I am using the same binary (which I compiled on my intel). Both computers are running the same Debian. Below the relevant extracts from /proc/cpuinfo model name : Intel(R) Core(TM) i7-5960X CPU @ 3.00GHz model name : AMD Opteron(tm) Processor 6328

florianschanda commented 6 years ago

Some of the issues could be resolved by not using -march=native that the CMakeLists hard-codes. However the bulk of the issued described above remain.

abenkhadra commented 6 years ago

I can confirm that all smt examples you provided can lead to unsound results. The following bug fixes have been applied:

Also, the examples exposed two current limitations which might be addressed in the future:

Additionally, the changes have passed the regression tests on the griggio benchmarks. Hence, the results of our paper are still reproducible. However, the changes are significant and may cause bugs on other benchmarks :)
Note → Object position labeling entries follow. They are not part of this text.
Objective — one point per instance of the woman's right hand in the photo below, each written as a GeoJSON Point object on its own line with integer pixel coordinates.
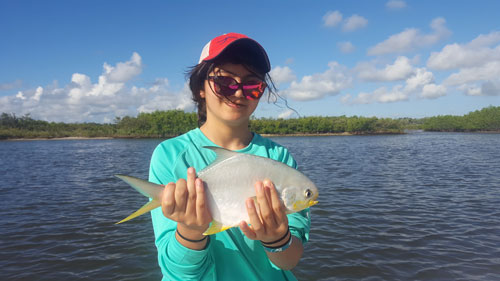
{"type": "Point", "coordinates": [185, 202]}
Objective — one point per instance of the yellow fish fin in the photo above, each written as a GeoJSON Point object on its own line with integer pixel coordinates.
{"type": "Point", "coordinates": [153, 204]}
{"type": "Point", "coordinates": [216, 227]}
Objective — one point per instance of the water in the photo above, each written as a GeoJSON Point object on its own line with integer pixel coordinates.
{"type": "Point", "coordinates": [422, 206]}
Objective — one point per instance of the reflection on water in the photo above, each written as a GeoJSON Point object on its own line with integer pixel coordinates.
{"type": "Point", "coordinates": [410, 207]}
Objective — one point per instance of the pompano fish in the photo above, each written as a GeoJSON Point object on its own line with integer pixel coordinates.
{"type": "Point", "coordinates": [230, 180]}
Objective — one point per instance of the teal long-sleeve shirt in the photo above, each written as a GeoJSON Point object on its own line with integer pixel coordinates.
{"type": "Point", "coordinates": [229, 255]}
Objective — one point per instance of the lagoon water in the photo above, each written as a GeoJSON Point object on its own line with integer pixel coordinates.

Finally, I do not think the -march=native plays a role here. The answers for a few benchmarks were unstable, with repeated runs, since they are very close to zero. Something in the order of 10^-17. Playing with the XTOL parameter might help. However, I have not looked much into tuning nlopt parameters.

Thanks for experimenting with goSAT!

florianschanda commented 6 years ago

Thank you for the fast fixes :) I am currently re-running our benchmark suite and will let you know if anything new pops up.

I think it would be good that for anything you see that you don't support (like different rounding modes in the same expression) to instantly emit "unsupported" (see page 47 of the smtlib standard) or give the "unknown" response to a check-sat query.

Treating Float16 or Float128 as Float64 will not be sound, I would again encourage you to emit "unknown" at that point.

I've also now compiled without -march and with -march=opteron-sse3 and both work. -march=native really does not if you build on a recent Intel box and then use the binary on an AMD machine. Many executions terminate with "illegal instruction" and others just give incorrect results.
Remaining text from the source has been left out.